The Canadian-educated, Danish-registered architect was working as a consultant for DISSING+WEITLING on the Dockside Green masterplan when he met architect Peter Johannknecht. Together with Geoffrey Wong, an expert in project management and communications, the three friends, recognizing their shared design sensibilities, bought some property on Transit Road to showcase what they could do. 519 design + build was born.
“It really took off from there,” Wong says. “A lot of our clients come to us having seen the houses on Transit or the ones on our website and they want something similar.” While Johannknecht is now with Cascadia Architects, he is, as Foyd says, “a frequent collaborator.”
To create a unique home for each client, 519 employs what Foyd describes as a “sketch-intensive” process and a lot of back and forth between the client and the team. Spruce sat down with the Foyd to learn what a client can expect when working with an architect.
How does one find the right architect for a project?
It’s an interview. First of all, you identify something in [the architect’s] previous work that you like. That’s really important. Secondly, you sit down with them. Sometimes it won’t be a good match — and that can happen from either side. The design of a project needs to be a constant conversation.
How do you determine if it’s a good match?
We ourselves have a clever technique to find out if it’s going to work or not.

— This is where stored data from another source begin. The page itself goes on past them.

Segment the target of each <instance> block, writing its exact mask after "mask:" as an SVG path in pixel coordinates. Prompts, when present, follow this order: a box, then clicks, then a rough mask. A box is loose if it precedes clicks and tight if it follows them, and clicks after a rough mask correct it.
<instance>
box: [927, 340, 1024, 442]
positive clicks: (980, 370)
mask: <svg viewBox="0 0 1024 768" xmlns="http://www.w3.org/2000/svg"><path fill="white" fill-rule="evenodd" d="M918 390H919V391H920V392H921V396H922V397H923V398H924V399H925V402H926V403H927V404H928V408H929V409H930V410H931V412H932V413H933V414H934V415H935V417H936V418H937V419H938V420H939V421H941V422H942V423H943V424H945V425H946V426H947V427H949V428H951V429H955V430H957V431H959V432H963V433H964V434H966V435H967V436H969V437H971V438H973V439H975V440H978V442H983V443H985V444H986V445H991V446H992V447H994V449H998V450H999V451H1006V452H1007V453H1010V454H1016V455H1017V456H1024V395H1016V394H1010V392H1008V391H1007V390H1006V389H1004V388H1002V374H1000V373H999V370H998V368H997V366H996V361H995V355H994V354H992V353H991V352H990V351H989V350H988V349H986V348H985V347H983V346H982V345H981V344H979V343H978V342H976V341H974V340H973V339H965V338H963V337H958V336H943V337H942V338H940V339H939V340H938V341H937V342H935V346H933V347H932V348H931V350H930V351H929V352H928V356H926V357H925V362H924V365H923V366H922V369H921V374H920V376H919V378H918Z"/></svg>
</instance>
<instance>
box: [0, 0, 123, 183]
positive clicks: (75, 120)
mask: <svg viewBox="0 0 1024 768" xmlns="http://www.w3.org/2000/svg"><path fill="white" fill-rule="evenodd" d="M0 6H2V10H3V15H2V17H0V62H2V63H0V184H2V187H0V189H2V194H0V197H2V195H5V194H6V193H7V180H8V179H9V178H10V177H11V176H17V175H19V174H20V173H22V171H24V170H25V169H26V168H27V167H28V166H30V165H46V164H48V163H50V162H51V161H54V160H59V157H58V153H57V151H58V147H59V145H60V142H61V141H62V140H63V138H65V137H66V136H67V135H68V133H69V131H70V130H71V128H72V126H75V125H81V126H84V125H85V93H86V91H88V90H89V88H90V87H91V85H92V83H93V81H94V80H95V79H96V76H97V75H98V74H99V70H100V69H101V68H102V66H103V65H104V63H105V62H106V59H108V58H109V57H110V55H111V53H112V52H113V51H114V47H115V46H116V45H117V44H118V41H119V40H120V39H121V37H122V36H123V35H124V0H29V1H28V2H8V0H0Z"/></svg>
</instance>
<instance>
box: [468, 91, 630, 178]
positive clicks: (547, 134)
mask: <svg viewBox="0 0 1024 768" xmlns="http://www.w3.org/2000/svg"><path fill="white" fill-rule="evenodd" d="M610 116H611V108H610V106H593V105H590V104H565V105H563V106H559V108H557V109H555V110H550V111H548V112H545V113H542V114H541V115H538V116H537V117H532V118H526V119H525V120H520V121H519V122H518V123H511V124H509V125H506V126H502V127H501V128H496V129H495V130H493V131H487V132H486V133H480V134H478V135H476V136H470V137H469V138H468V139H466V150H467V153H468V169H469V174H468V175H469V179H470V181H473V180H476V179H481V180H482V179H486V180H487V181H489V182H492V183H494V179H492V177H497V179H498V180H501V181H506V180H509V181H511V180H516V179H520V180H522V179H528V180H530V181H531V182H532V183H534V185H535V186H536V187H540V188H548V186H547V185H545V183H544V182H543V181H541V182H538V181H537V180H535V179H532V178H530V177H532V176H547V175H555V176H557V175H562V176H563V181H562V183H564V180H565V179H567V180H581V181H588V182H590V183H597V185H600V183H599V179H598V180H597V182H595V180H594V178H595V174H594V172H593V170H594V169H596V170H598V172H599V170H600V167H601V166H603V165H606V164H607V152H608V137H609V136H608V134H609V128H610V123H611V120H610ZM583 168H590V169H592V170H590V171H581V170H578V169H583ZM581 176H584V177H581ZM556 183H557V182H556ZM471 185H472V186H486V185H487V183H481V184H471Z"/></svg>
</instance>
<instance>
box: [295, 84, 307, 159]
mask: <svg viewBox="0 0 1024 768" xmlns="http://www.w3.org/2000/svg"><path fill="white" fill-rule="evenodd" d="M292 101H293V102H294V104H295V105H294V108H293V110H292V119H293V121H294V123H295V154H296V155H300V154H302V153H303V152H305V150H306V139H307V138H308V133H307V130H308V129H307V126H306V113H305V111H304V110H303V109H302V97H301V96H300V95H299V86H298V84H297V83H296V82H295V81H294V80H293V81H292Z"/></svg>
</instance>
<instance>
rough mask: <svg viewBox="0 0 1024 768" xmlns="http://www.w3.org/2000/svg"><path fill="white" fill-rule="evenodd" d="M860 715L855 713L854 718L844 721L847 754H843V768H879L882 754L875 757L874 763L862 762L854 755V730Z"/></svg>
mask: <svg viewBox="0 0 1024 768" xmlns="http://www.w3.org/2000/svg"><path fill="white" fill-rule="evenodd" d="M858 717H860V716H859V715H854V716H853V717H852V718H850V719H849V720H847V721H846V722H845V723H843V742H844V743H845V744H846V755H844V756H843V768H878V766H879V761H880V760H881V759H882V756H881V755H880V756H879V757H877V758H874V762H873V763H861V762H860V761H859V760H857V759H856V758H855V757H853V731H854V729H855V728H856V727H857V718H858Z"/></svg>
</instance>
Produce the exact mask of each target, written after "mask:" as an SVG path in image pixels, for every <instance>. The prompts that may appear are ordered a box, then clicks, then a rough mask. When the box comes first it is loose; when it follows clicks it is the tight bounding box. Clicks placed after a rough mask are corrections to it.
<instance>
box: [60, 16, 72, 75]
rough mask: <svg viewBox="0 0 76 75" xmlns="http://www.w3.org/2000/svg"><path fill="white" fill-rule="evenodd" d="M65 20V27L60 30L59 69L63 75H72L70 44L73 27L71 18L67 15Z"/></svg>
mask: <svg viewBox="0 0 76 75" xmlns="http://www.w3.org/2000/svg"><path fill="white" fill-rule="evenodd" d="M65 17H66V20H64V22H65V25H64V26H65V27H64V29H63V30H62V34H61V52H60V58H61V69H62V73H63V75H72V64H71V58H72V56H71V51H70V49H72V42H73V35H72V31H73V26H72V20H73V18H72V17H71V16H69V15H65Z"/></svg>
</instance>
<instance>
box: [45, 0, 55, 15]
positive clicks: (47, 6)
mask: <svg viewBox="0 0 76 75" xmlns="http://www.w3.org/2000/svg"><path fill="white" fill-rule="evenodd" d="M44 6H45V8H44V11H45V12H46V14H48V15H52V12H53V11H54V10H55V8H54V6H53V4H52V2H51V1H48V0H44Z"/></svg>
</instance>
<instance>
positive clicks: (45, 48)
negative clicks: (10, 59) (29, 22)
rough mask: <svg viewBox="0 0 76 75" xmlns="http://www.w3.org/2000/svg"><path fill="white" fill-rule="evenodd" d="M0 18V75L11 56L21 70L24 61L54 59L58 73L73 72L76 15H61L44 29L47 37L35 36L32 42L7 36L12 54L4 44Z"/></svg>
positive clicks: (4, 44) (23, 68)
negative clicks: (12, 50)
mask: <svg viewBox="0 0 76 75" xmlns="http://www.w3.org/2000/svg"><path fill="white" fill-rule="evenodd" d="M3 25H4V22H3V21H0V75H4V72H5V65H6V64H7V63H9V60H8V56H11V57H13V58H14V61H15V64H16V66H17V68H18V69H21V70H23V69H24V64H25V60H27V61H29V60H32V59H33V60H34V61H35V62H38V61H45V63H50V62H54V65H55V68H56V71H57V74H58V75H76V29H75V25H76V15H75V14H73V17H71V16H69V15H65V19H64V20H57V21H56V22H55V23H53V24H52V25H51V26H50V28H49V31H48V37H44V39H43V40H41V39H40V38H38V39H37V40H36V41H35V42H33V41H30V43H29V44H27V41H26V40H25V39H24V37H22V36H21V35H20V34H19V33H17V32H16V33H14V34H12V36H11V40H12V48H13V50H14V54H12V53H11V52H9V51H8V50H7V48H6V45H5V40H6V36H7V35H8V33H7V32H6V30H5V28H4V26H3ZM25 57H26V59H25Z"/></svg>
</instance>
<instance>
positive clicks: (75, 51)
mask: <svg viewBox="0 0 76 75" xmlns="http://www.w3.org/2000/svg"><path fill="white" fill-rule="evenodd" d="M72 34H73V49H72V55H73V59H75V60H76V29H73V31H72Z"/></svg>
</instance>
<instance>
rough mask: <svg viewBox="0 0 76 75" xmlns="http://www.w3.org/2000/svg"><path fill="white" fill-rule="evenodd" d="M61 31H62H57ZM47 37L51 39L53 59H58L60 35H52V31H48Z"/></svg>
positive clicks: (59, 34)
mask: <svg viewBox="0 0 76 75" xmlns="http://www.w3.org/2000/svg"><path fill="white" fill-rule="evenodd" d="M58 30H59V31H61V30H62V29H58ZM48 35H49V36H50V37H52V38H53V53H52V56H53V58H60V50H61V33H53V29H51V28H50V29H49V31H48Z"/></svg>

I draw fast, and before we sign the full deal to build a house, we go through a schematic design phase. It’s a really rapid-fire game of Ping-Pong with the client. We send them sketches and they email their thoughts back. Through that process, you start to find out really quickly, one, is this going to work, and two, is this going to be good for us all? It also leads into a conversation about relative costs, so you get a sense if it’s going to work on a budget level as well.
Are there other benefits to the sketches?
When you meet the client, they already have an idea in their mind of what the possibilities are. The sketches show them that there are other ways to “skin the cat.” Many ways. What comes out of that tends to be a springboard. One of those sketches will grab them. They’ll say, “Wait a minute, that’s where we want to go.” It’s usually a surprise to them. It’s what sets the ball in motion.
What was the process for the Lochside project?
We did several project proposals for this particular client, and then they found this beach property. We went through our typical round of intensive sketching, and they narrowed it down to one group of sketches.
We did a site analysis and found out where the sun was and where the best views were. They wanted a pool. Pools are tricky in Victoria — if you don’t site them properly and protect them from the wind, then they won’t be used very much. We isolated the southeast pocket as the best place for a water element.
Early sketches explored a more linear design, but the homeowners were drawn to the sketches with the gull-wing roof element and that’s the direction we ended up going in.
What are the misconceptions around working with architects?
That architects are expensive. If you look at the price of building a new home, there are the hard costs of the stuff you can see: the land, the bricks, the mortar, etc. Then you have the soft costs: things such as permits and consultants. We’re part of those consultant fees. That tends not to jump much over 10 per cent of the entire project. If someone starts out looking at the soft costs as a deal breaker, then they will be the deal breaker. Trying to save on design is a bad place to start.
Does building in the Capital Regional District have any challenges?
In the interaction with the various communities, variances can be a really onerous process. In fact, it can be so onerous that we try to avoid asking any special favours from the communities. And it’s often not necessary. We try to make a match between the client’s aspirations and what the community will allow. It speeds up the process as well. You can spend months and thousands on a variance and not get it.
What’s unique about your designs?
The key to Scandinavian modernism is having such simple design — it’s really reductionism. In fact, when a client comes to us with a list of all the things they want in their house, we try to get rid of half of it, telling them, “This is what you need to have; this is what will work for you through the ages.” Nobody will buy the house down the road and go, “This is so 2015.” There is nothing dark and diabolic about it. It’s simply asking: “Do you really need that? Is it essential?” It’s really simple when you draw it out. We can do this or we can do this. It’s black and white. We present a direction and provide the rationale.